The Goblin Emperor (2014) is Addison's essential book — a quietly radical fantasy novel about Maia, a despised half-goblin who wakes to discover he is suddenly emperor of the Elflands after his father and elder brothers are killed in an airship accident. Where most political fantasy is built around the soul-cost of power, Addison asks what power looks like when wielded by someone who genuinely does not want to harm people. Her answer is both comforting and convincing.
What is The Goblin Emperor about?
The Goblin Emperor follows Maia, the youngest and most despised son of the elvish emperor, who has spent his life in exile with a bitter guardian and suddenly becomes emperor at eighteen following an airship crash that kills his father and three elder brothers. Utterly unprepared and surrounded by courtiers with their own agendas, Maia must learn statecraft on the job while navigating assassination plots, arranged marriages, and a court that has never seen anything like him. His primary tool is not cunning but the simple act of genuine attention to the people around him.
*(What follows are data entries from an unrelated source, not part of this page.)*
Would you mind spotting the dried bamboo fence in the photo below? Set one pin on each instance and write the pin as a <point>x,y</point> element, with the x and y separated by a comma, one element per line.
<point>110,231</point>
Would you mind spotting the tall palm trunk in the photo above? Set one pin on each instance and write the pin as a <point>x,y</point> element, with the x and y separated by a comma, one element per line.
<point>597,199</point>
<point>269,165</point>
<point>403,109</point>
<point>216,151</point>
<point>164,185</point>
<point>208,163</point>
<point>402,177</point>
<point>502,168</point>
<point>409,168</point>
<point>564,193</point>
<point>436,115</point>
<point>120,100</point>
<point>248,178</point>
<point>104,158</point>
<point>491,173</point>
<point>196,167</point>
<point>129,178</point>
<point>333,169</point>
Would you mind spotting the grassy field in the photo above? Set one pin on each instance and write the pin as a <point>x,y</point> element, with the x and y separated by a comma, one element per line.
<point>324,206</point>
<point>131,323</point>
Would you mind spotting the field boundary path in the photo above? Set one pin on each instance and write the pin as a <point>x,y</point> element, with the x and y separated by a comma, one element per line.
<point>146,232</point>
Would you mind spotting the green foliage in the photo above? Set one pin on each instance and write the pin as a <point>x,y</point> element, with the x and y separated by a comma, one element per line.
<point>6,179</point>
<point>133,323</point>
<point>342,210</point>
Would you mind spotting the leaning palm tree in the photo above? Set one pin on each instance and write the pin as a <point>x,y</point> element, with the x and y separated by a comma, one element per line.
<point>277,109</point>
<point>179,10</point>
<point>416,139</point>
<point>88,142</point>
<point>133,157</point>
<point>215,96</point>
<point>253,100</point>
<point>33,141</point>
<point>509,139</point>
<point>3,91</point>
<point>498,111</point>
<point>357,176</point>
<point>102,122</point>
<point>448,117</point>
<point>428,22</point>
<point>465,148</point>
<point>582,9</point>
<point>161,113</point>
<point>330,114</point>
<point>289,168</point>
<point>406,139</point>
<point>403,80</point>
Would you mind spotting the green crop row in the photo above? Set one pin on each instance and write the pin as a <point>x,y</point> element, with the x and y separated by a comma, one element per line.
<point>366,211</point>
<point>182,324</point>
Is The Goblin Emperor a standalone novel or part of a series?
The Goblin Emperor is complete in itself and requires no follow-up, though Addison wrote a companion novel, The Witness for the Dead (2021), following a minor character from the original. The companion stands alone and does not require Maia's story. Most readers of The Goblin Emperor find it satisfying as a standalone — the ending is complete and the emotional arc is resolved.
What should I read after The Goblin Emperor?
After The Goblin Emperor, Robin Hobb's Assassin's Apprentice covers comparable territory — an outsider protagonist navigating court politics — but with considerably darker emotional register. Ursula K. Le Guin's A Wizard of Earthsea offers the same careful, humane approach to fantasy world-building. For another fantasy built around ethics and decency rather than moral compromise, Lois McMaster Bujold's The Curse of Chalion has a similar warmth and political intelligence.